Next: , Previous: Using, Up: Marsyas Expression Syntax


9.6.4.12 Extending

There are two ways to extend the libraries with your own functions. The hard way is to hand code the function as a class in C++ then modify a corresponding loadlib function in ExNode.cpp. The other way is to use the code generation script in tools/scheduler.

Useful conversion functions

There are a few built in functions for converting to and from the std::string type. These functions can be used in your new functions.

Adding new libraries or library functions (C++ way)

Library functions are added by creating a new ExFun class. The first step is creating a new ExFun class for the new function. The second step is adding it to the loadlib functions in ExNode.cpp.

Creating a new ExNode

The ExFun class derives from the ExNode which is an expression tree node. The example here is a function for extracting a substring from a given string.

Functions taken a set number of parameters. The function class is supplied information on the number of parameters and their types through the setSignature function when the function class is instantiated in the symbol table. For now we assume this set of parameters (mrs_string,mrs_natural,mrs_natural) for the original string, the start index, and the end index.

Creating an Exfun class requires the definition of the constructor, a calc() method that returns the result of the function call, and a copy method that returns a copy of the function without its parameters.

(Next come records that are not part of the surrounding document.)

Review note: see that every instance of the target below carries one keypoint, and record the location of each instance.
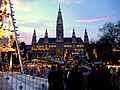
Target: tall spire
(73, 36)
(59, 27)
(46, 37)
(59, 7)
(34, 37)
(86, 39)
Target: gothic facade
(57, 48)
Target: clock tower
(59, 36)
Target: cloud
(67, 1)
(32, 25)
(97, 19)
(79, 1)
(27, 40)
(20, 6)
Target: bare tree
(111, 31)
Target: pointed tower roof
(34, 37)
(73, 34)
(59, 7)
(86, 39)
(46, 33)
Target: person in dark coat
(76, 79)
(52, 78)
(59, 78)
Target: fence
(22, 81)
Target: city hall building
(59, 47)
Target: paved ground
(4, 85)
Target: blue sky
(77, 14)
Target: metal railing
(22, 81)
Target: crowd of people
(82, 78)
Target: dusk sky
(77, 14)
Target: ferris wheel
(8, 28)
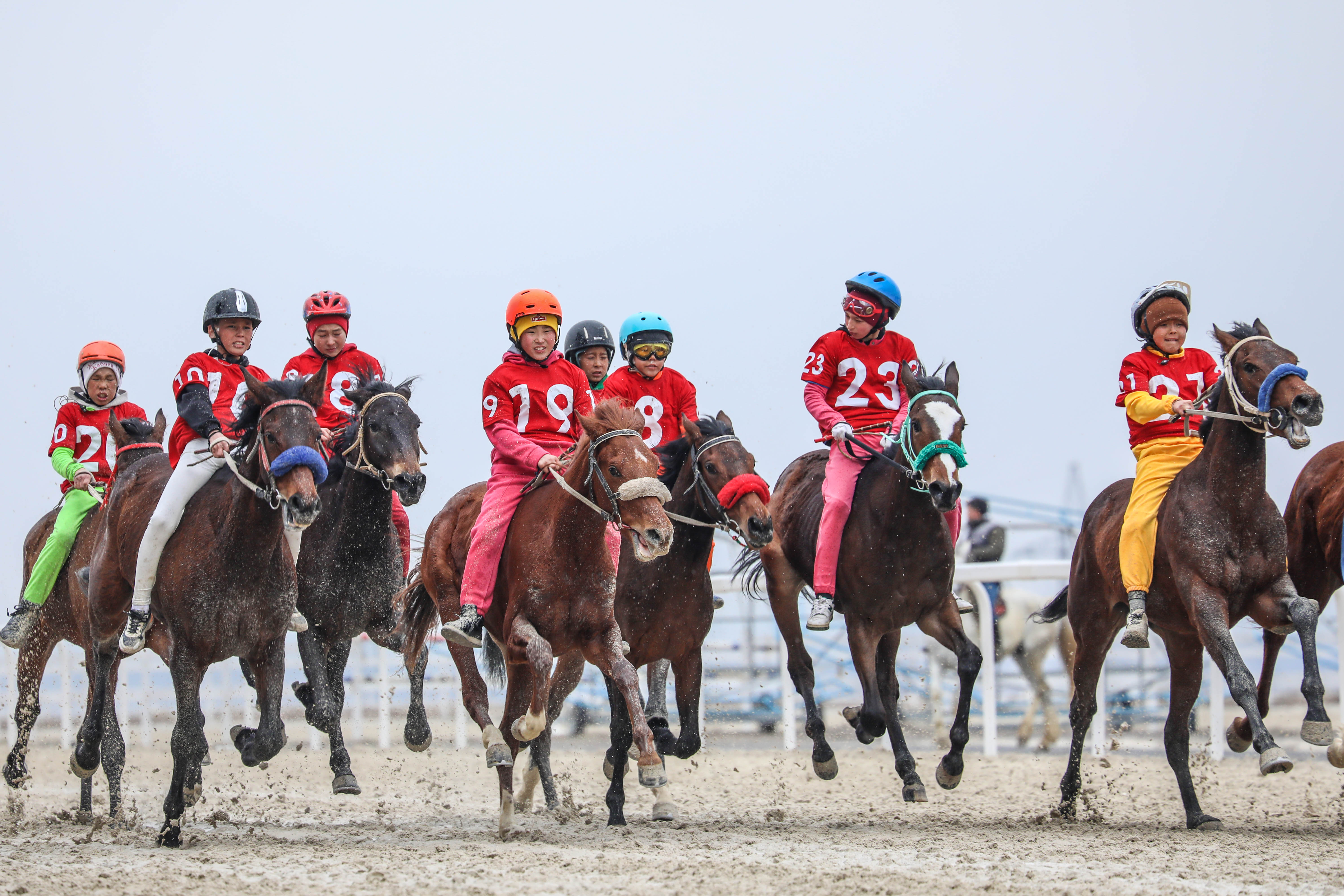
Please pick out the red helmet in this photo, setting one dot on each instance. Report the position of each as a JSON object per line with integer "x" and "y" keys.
{"x": 326, "y": 304}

The example shows the

     class ExFun_StrSub : public ExFun { public:
         ExFun_StrSub() : ExFun("mrs_string","String.sub(mrs_string,mrs_natural,mrs_natural",true) { }
         virtual ExVal calc() {
             std::string str = params[0]->eval().toString();
             int s = params[1]->eval().toNatural();
             int e = params[2]->eval().toNatural();
             int l = str.length();
             if (s<0) { s=0; } else if (s>l) { s=l; }
             if (e<s) { e=s; } else if (e>l-s) { e=l-s; }
             return str.substr(s,e);
         }
         ExFun* copy() { return new ExFun_StrSub(); }
     };

Figure 9.12: String Substring ExFun class.

Note that the constructor takes two parameters where t is the type that the function evaluates to and n is the signature of the function. These parameters are simply passed on to the ExFun parent constructor along with a third boolean parameter for the pureness of the function. Pureness is a flag that determines whether the function is free of side-effects or not. If the parameters to the function can be determined to be constant then a pure function can be evaluated at parse time to a constant value.

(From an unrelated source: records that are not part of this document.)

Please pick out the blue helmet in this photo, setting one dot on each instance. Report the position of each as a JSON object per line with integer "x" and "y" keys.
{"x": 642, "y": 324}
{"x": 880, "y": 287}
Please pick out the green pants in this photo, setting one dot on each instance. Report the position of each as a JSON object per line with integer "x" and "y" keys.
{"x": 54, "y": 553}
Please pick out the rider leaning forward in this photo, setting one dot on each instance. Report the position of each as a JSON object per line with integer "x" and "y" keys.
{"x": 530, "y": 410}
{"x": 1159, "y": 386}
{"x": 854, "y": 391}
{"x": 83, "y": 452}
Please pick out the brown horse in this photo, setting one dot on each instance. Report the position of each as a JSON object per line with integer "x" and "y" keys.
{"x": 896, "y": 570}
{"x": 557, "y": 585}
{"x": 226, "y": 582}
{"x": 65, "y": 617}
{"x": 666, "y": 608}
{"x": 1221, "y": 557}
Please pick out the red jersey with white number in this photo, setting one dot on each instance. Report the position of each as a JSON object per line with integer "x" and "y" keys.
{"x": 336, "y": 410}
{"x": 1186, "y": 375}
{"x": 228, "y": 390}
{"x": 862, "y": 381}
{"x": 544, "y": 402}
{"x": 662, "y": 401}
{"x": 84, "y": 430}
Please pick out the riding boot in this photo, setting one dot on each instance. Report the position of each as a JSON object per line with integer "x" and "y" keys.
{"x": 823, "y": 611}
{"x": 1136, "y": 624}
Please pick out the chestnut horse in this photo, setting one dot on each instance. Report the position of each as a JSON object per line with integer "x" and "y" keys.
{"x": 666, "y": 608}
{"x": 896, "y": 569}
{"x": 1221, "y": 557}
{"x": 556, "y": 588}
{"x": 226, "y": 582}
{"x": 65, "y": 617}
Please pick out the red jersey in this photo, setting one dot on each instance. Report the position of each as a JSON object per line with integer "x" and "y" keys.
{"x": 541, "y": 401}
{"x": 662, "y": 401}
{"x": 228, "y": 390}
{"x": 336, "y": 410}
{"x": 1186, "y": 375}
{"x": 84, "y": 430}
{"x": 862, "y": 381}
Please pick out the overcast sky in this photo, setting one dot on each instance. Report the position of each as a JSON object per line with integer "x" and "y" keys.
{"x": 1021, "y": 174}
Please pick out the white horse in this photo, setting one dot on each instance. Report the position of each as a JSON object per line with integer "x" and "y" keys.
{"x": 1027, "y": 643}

The calc() method uses the three parameters from the params[] array. These parameters are set at parse time and placed in the params[] array. Each param[] is an expression so they are of type ExNode*. Therefore, you need to evaluate each expression prior to using it. To evaluate, call the eval() method of the ExNode not the calc() method. eval() will make sure that each expression in a list of expressions will be evaluated whereas calc() only calculates the current node.

Adding the function to the library

The function can be added to the library by adding a line to the loadlib_String method in ExNode.cpp. The addReserved call made to the symbol table adds a reserved word. There is some flexibility in how the name appears in the symbol table which in turn defines how it may be used in an expression. The path to a function is separated by the '.' symbol. Multiple names for a segment of the path can be defined by separating them with the '|' symbol where the first among several is the 'true' name. For example String|Str|S.sub defines three different leading names where the true name is String.sub but S.sub will get the same thing. The same is possible for parameter tuples but not the individual parameters. For example Real|R.cos(mrs_real)|(mrs_natural) allows the call Real.cos(0.5) as well as Real.cos(1) as 1 is a natural and not a real. This type information is used to type check function calls in the parser.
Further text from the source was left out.